The 5- and 10-core processing units have 17/19W TDPs and DDR3-1600 memory support

Jun 5, 2014 06:43 GMT  ·  By

Yesterday, we brought you news about the Kaveri A- and FX-Series accelerated processing units, mobile APUs with up to 12 Cores. Now, we get to check out the chips made for business rather than consumer PCs.

In truth, there isn't such a big, conceptual difference between the processors of business computers, and the ones used by normal customers.

It's just that, since business PCs are expected to mostly be used for office work, document editing, schedules and presentations, they don't need the same graphics capabilities, or even computing capabilities, as, say, gaming notebooks.

By that logic, the new Kaveri A- and FX-Series chips are overkill for them.

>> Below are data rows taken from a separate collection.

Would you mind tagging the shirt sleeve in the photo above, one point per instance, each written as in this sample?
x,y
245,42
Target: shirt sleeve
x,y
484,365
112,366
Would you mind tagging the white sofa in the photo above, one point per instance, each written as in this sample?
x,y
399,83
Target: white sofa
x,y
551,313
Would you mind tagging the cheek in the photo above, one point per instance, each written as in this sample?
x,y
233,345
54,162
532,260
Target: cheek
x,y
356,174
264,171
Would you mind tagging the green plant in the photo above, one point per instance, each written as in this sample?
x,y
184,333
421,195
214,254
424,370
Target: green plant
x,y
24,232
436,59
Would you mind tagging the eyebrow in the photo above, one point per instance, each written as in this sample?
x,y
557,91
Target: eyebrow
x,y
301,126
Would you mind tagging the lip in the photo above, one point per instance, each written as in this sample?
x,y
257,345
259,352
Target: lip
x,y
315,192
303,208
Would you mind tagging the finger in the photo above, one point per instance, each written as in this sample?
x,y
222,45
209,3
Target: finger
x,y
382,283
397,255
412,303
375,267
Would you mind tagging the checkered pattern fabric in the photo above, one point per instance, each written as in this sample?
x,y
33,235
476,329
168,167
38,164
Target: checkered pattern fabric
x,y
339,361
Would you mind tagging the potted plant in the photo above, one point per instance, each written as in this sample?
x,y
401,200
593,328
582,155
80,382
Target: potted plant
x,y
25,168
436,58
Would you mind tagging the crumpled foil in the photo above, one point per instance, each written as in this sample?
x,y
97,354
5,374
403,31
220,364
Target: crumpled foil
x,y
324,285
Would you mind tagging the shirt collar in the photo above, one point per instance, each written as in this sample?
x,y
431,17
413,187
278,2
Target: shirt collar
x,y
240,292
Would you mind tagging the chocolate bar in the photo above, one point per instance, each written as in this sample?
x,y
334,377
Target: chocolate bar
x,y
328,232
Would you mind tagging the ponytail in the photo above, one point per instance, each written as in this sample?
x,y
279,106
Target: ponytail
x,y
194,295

That's why AMD has introduced the PRO A-Series APUs.

There are three chips, all of them geared towards energy efficiency while still retaining the assets that AMD APUs are known for: a higher-than-usual core count, and better graphics than Intel alternatives.

Although, granted, the core count is rather misleading, since, at the end of the day, the AMD PRO A-Series chips are still dual-core and quad-core processors.

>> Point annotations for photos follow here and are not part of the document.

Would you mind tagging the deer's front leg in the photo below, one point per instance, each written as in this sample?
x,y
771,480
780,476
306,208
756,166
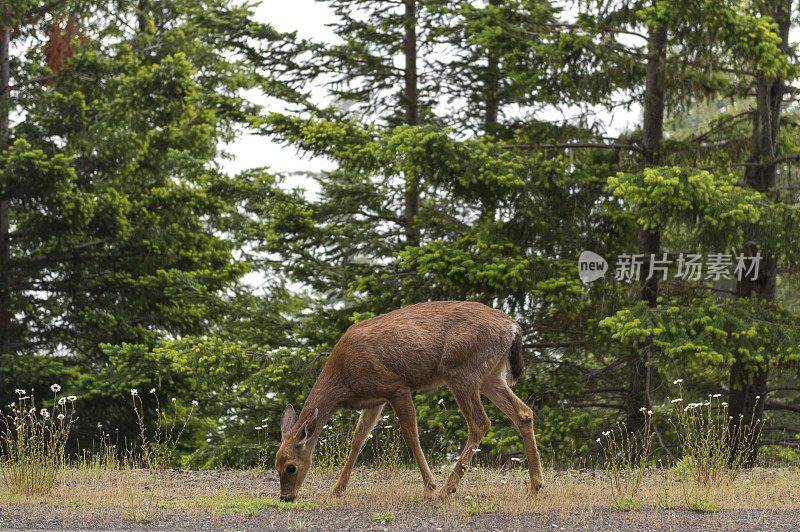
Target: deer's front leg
x,y
403,407
366,422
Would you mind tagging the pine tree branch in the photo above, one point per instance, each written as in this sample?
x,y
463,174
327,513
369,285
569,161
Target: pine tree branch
x,y
783,389
775,405
600,145
546,345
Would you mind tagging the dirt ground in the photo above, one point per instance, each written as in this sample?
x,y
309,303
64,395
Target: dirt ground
x,y
390,500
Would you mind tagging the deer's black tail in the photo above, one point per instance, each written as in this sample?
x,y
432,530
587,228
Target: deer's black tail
x,y
515,362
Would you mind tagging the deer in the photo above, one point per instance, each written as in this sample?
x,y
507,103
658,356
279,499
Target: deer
x,y
467,346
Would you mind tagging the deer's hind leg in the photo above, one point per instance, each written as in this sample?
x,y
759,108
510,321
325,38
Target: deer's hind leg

It's just that, in addition to those x86 cores, there are GPU Compute modules which also count as “cores” in AMD's book.

It's a byproduct of the HSA technology, which permits the CPU and GPU cores to neatly divide tasks between themselves at hardware level, instead of going through the OS.

It essentially allows the CPU and GPU cores equal access to the system memory, instead of needing the CPU to go through the OS and assign tasks to the GPU.

This significantly increases the performance of the system, since GPUs aren't just good for drawing textures. They also have high parallel computing capabilities.

There are three AMD PRO A-Series chips in the new product collection: A10 PRO-7350B, A8 PRO-7150B, and A6 PRO-7050B.

The A10 PRO-7350B is a 10-core unit (quad-core, 6 GPU modules) with 2.1 GHz / 3.3 GHz clock, 553 Max GPU frequency (Radeon R6 Graphics), 4 MB L2 cache memory, and 19W TDP (thermal design power).

The A8 PRO-7150B is similar, but runs at 1.9 GHz / 3.2 GHz and has Radeon R5 graphics, not R4.

Finally, the A6 PRO-7050B is a 5-core unit (dual-core + 3 GPU modules) with 17W TDP, 533 MHz GPU speed (Radeon R4 graphics), and 1 MB L2 cache memory.

All three AMD PRO A-Series accelerated processing units boast DDR3-1600 memory controllers, one PCI Express 2.0 x8 lane, and DirectX 11.2 support, plus UVD 4.2. Only some HP Elite 700-Series notebooks offer them, for now.